На дворе полдень, но он еще в постели: вчера с государем засиделись допоздна, и Франц Лефорт чувствовал себя совершенно разбитым. Звонко стучат дорогие английские часы, у господина адмирала ноет печень и преотвратительный вкус во рту, к тому же у него, дремлющего, мучительно болит голова.
Лефорт хотел бы проснуться окончательно, но выбраться из вязкой, изматывающей дремы не удается никак. Так скверно ему было только двадцать с лишним лет в Амстердаме, но тогда его живот болел не от русской вoдки и португальской мадеры, не от толстых кулебяк с жирной начинкой, а от жестокого голода.
Господин адмирал вяло произнес про себя: «Амстердам…», попытался проснуться, но снова погрузился в тяжелый, знакомый до мелочей гнусный кошмар — свое прошлое. Ему вновь двадцать два года, рядом с ним ровно сопит хозяйка квартиры, пятидесятилетняя госпожа ван Ноттен.
Он спит с ней, зато не платит за жилье и стол; к тому же Мария Ноттен купила ему новую одежду. Сейчас она проснется, одарит его слюнявым поцелуем — и ему придется отрабатывать долги…
Францу Лефорту снится, что он опять в чужом Амстердаме. Он смотрит на худую, костлявую, словно селедка, женщину, и его охватывает тоска и отвращение: от ужаса перед неизбежным молодой человек закрывает глаза и делает вид, что спит.
Мария ван Ноттен исчезает, а адмирал проваливается в совсем далекое прошлое: перед ним острые крыши родной Женевы, он слышит голос отца, выговаривающего ему за вчерашний дебош, а заодно и за то, что не хочет учиться бухгалтерии.

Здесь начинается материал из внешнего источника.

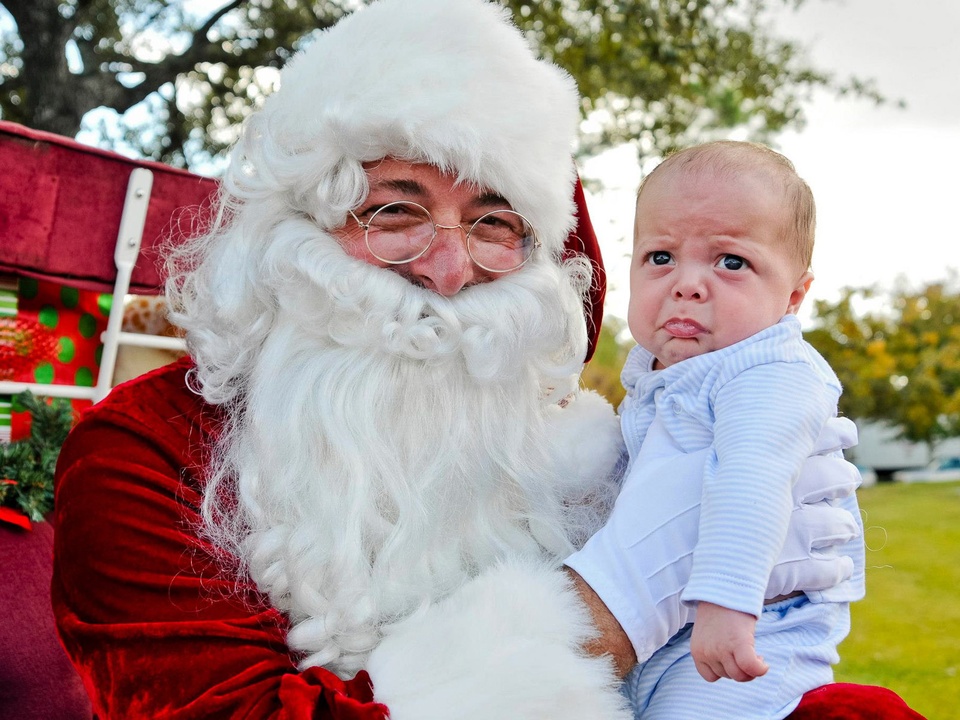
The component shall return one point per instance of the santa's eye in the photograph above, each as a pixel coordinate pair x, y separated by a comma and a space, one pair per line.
732, 262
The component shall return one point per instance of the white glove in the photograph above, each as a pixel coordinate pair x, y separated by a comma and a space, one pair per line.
640, 575
810, 560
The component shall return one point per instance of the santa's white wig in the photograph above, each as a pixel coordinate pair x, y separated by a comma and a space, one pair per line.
385, 443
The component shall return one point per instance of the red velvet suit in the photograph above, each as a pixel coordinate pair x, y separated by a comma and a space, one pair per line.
155, 628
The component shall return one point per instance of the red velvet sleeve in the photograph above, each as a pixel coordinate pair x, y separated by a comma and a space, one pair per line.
154, 627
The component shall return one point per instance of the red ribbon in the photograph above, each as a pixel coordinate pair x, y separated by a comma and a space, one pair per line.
14, 517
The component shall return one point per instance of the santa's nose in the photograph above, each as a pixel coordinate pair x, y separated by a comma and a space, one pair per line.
446, 267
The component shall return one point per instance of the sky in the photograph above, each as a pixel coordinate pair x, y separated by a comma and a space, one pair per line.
886, 180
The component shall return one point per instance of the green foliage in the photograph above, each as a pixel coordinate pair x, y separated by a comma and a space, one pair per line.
30, 463
657, 73
602, 373
897, 356
906, 633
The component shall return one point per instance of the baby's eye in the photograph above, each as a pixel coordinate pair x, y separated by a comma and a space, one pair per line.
732, 262
659, 257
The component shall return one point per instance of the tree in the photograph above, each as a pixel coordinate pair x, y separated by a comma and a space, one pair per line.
602, 373
655, 72
898, 358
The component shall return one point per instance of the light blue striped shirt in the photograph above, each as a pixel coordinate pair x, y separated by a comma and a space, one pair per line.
754, 411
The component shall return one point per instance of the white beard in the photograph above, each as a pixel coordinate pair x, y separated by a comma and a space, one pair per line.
390, 442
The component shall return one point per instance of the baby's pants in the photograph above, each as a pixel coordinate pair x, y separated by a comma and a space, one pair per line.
796, 638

Слышны пушечный выстрел и перезвон шпаг (английские часы пробили двенадцать) — значит он уже уже сражается в Голландии. Франц — волонтер и состоит при герцоге Курляндском. Ему удалось прибиться к свите, когда герцог был проездом в Женеве.
Юный Лефорт орудует тяжелой шпагой, отбиваясь от наседающих французских солдат…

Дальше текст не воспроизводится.